Victorie City #1 (of 4)
Story by Keith Carmack (@keithchaos)
Art by Vincent Nappi (@Vincent Nappi)
Letters & Design by Jessi Adrignola (@jessinaislost)
Review by Joey Braccino
“YOU’RE THiNKiNG TO YOURSELF RiGHT NOW THAT SOMEONE WiLL SHOW UP LAST MiNUTE AND SAVE YOU…”
Tell me if you’ve heard this one before: We open in a diner and the cook behind the bar is chatting up the customer telling him about his ungrateful son when the customer asks if he knows what infanticide is.
It’s funny, but it’s not, and Keith Carmack and Vincent Nappi’s new mini-series Victorie City from IDW is certainly twisted and brutal in exactly the same way. The scene shifts immediately to that same customer tormenting a couple 15 miles outside Victorie City, musing over the corruption in the police and government and the hopeless screams of his victims. The scene ends with giant “HA HA HA”s painted in stark red spiraling out of the man’s violent actions.

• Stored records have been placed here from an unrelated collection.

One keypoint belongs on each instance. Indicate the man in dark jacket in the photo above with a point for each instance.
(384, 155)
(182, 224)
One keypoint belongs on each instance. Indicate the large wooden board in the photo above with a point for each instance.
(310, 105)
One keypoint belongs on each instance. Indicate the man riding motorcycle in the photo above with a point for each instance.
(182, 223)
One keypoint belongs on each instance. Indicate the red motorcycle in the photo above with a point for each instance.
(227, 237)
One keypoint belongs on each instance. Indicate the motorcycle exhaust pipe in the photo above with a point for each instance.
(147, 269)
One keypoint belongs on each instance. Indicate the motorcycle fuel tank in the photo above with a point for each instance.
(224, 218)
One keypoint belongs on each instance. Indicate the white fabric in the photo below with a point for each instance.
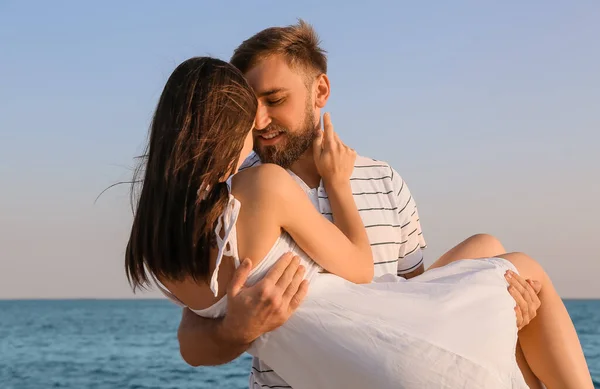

And that’s just the first few pages of Victorie City #1. Very much in the vein of films like Se7en and Silence of the Lambs, Victorie City hits all the marks of a solid psychological crime thriller. After Carmack and Nappi introduce us to the violent “antagonist,” they quickly shift focus to Detective Hektor Ness, the one good man left in a world of crooked cops. Ness is our “protagonist,” the hero who must decide whether his keeping his morality is worth losing his livelihood. As the story of Victorie City unravels, Carmack and Nappi bounce back and forth between these two men, blurring those labels and putting them on a crash course that collides at issue’s end in particularly intriguing fashion. Needless to say, I’m pumped for issue 2.
Carmack’s story moves along briskly, but the characterization is sudden and stellar. The artwork from Vincent Nappi is simply stunning. Similar to cover artist Ben Templesmith’s moody aesthetic, Nappi’s scratchy, disorienting lines and layouts convey the complex and distressing psychology of the narrative expertly. Think Hunter S. Thompson meets Sean Phillips, with all the surrealism-comme-noir that you could mix in. One of the more brilliant artistic choices of the book is the use of color: Ness’ storyline is painted in a soft greenish hue while the serial killer’s scenes are washed in a grey/blue; when the two stories merge at the end, Nappi literally mixes the two color tones together into a gorgeous and shocking double-page spread. On top of that, Jessi Adrignola’s letters and design contribute abundantly to that distressing tenor of the book. The uneven, haphazard lettering reflects those same notions of uneasiness and insecurity, and it all comes together in a truly stunning visual experience from cover to cover.
Verdict
Buy. Brutal, bare, and beautifully crafted, Victorie City is a pitch-perfect combination of style and substance. Keith Carmack’s tale of corruption—both literal and figurative—is captured brilliantly in Vincent Nappi’s evocative artwork and Jessi Adrignola’s phantasmagoric design. Check it!